[鬼灯の冷徹]鬼神の嫁の心得[パラレル→原作沿い]
第4章 嫁の理/鬼の業:第二期
考えたり、話したり、遊んだり、味わって最後にと立ち寄った店内で、桃の髪飾りを見つける。
薄桃色の白っぽい花が咲き、白澤の耳飾に似た細い飾り紐がゆれて雅な印象を受ける。
さすが天国と言うところか、花は生花で優しい香りがした。
「これが気に入ったの?」
「うん、いい香りがする。ほらっ」
白澤の鼻先に髪飾りを出しだす
そっと近づき、すぅっと胸に花の香りを入れ、微笑んで髪飾りを受け取る白澤。
「じゃあこれにしよう、珀訪には血生臭い地獄の香りより、こんなたおやかに咲く桃の花の香りの方が似合うよ。」
「そんな。そんな可憐な感じじゃないよ」
へへとテレが出てしまう。
こいつの女性経験は私の知らぬうちにいかほどとなったのだろう、異常なほどにクチがうまい。

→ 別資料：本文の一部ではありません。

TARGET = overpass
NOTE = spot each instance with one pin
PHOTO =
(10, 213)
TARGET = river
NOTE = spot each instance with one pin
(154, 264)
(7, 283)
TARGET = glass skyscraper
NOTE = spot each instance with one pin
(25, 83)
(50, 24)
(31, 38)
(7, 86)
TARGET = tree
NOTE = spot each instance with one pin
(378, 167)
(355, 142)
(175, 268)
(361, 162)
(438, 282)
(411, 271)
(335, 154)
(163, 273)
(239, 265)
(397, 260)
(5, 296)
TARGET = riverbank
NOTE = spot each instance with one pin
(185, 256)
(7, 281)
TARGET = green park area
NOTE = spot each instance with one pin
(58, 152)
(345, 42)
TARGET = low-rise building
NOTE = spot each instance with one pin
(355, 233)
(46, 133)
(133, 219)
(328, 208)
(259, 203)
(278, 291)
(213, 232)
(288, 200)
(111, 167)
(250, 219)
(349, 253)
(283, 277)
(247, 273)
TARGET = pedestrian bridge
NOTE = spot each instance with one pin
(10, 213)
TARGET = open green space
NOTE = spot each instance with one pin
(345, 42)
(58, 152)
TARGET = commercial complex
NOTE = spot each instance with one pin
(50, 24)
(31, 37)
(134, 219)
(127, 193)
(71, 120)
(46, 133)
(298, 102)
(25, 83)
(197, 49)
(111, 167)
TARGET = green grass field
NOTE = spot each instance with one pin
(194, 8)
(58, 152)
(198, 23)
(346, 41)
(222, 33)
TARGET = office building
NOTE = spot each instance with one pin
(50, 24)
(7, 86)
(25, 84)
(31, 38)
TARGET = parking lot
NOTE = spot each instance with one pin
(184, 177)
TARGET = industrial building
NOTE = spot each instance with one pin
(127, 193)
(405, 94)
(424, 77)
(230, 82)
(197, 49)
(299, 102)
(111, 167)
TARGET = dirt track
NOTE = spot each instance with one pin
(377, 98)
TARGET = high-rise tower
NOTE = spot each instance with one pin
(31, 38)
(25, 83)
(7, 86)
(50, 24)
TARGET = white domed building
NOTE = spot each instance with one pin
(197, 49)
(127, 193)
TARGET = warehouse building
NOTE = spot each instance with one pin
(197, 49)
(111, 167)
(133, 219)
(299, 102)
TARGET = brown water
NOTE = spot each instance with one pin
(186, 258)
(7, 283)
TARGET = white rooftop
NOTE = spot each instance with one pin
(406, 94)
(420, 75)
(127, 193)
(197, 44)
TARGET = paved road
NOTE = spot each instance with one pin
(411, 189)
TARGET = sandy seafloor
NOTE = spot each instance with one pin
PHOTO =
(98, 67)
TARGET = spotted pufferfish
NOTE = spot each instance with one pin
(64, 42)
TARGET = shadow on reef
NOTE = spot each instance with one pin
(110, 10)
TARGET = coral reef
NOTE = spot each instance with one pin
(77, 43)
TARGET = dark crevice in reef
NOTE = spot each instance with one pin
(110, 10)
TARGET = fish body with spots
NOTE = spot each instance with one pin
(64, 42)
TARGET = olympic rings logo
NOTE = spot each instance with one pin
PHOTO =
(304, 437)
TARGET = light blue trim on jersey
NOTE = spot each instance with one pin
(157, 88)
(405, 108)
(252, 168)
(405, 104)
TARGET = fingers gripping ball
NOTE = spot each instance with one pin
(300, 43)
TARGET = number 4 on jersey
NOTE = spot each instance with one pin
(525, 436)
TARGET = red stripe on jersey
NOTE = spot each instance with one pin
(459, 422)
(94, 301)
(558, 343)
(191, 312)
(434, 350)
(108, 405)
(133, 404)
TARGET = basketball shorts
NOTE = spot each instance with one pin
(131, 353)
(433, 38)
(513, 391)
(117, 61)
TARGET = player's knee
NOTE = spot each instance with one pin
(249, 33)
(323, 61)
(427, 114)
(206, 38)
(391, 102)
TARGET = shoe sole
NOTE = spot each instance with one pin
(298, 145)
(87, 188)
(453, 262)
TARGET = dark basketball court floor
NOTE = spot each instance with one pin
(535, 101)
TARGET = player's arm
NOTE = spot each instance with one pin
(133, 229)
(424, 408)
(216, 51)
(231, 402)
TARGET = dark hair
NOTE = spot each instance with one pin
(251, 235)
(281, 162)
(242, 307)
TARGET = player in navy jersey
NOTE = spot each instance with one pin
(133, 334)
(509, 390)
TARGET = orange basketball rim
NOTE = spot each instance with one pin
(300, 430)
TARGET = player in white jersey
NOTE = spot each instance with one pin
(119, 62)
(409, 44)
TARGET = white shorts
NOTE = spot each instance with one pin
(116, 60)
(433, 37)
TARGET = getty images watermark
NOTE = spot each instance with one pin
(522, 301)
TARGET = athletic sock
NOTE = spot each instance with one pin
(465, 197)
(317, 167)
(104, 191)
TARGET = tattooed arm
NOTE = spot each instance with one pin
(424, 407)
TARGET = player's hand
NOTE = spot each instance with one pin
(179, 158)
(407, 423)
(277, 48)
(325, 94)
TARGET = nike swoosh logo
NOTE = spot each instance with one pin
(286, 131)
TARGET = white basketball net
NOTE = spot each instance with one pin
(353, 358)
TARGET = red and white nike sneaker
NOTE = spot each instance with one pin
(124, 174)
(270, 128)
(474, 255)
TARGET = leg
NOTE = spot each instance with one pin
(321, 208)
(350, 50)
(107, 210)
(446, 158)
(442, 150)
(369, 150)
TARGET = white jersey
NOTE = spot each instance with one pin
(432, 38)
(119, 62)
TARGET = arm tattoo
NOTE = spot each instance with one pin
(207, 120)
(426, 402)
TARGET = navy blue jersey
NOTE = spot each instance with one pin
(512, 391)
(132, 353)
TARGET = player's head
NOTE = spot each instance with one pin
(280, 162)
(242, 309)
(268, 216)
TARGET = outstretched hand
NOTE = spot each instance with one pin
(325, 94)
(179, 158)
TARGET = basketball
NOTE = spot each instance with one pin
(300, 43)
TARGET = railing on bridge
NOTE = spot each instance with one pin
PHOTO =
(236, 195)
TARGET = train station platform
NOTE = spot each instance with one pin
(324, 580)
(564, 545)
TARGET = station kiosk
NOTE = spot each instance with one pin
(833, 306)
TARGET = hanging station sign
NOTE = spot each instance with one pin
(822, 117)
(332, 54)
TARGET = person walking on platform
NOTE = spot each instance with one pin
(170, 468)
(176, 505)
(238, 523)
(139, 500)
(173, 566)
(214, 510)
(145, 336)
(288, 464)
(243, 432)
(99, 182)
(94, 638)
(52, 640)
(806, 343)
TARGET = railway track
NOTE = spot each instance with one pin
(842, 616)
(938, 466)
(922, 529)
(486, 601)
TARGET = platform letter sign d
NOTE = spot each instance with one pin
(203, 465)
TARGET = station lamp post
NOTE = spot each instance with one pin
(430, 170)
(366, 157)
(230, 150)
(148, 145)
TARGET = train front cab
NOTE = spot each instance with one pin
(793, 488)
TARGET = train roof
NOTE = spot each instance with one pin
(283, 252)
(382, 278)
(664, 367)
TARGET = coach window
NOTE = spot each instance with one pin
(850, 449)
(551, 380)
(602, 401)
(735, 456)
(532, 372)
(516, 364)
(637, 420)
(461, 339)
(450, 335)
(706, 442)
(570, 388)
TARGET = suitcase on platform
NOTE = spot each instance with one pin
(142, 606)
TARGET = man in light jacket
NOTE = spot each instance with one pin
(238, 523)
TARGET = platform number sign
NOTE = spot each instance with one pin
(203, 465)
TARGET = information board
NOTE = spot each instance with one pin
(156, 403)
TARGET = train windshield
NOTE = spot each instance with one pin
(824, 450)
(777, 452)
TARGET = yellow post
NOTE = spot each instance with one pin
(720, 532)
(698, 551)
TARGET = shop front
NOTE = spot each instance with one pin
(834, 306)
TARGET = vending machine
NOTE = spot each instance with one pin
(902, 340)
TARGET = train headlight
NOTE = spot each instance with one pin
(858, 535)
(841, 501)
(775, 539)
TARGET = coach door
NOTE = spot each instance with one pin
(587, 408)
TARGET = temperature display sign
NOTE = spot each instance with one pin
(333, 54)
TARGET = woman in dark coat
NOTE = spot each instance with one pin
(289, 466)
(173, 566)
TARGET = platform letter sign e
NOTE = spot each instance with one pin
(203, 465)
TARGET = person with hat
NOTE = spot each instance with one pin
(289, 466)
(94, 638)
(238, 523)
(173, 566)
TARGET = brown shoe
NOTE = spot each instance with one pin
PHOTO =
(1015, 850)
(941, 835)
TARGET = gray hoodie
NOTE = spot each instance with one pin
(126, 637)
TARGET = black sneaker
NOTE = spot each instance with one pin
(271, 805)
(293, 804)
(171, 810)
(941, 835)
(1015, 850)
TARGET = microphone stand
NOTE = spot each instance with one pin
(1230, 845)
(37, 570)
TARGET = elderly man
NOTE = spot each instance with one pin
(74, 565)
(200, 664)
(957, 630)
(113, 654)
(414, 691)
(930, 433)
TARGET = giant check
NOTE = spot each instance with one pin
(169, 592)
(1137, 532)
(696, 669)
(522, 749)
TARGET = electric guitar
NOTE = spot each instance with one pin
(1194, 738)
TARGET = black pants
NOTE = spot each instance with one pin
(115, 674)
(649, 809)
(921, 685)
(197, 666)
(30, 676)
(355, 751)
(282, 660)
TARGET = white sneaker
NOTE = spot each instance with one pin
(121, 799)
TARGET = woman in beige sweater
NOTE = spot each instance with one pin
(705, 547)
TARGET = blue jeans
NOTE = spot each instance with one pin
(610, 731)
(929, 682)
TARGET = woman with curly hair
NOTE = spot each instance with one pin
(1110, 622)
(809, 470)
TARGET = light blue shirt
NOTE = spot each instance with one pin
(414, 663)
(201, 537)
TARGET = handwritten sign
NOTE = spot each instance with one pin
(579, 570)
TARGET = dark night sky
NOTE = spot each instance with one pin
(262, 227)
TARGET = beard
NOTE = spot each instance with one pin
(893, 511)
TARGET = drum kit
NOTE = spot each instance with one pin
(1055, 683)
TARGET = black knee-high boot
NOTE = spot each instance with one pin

「ほら、昔はよく僕があげた花を髪に飾ってくれてたじゃない。思い出すよね。あの時から珀訪は花が似合うなあって思ってたんだよ~」
当時は華美な衣装が流行っていたから、それに逆行して現代で言う森ガールのような衣装を好んでいた時期があった。
そんな私にどこからか摘んできたらしい小花を差し出し「似合うと思って」と飾ってくれた。
「懐かしいなあ、私よりも白澤の方が花が似合うんじゃない?なんて言って花まみれにしたっけ」
「そうそう」
あははと子供っぽい昔のやりとりを話題に、店をウロウロしているうち、白澤はいつの間にか支払いを済ませていたらしい。
鬼灯の髪飾りを外され、立ち止まると 代わりに桃の花の髪飾りを飾ってくれる。
わあと桃の花の香り、揺れる紐飾りに浮かれていて気付かなかったが、白澤は、鬼灯の髪飾りを憎憎しげに見つめながら小さな小箱へと仕舞ってくれていた。
「ありがとう、とても素敵!」
鏡の前へと飛び込み、青臭い少女のようにはしゃいでしまう。
白澤は女性癖が酷いとよく言われはするが、私に無理矢理迫ったり、恋人同士のするような事を求めたことはほとんどない。
手を繋いだり、喜び合って抱きしめあう、頬や額へ祝福のキス
そんな他愛のない友情から産まれるやりとりしかしたことはない。
だから、気にも留めていなかったし、見ないことにしていたのかもしれない。
ほんの時折、彼が私を他の女性へ向けるような熱っぽい表情で見ることを。
そんなことしない、出来ない、信頼している。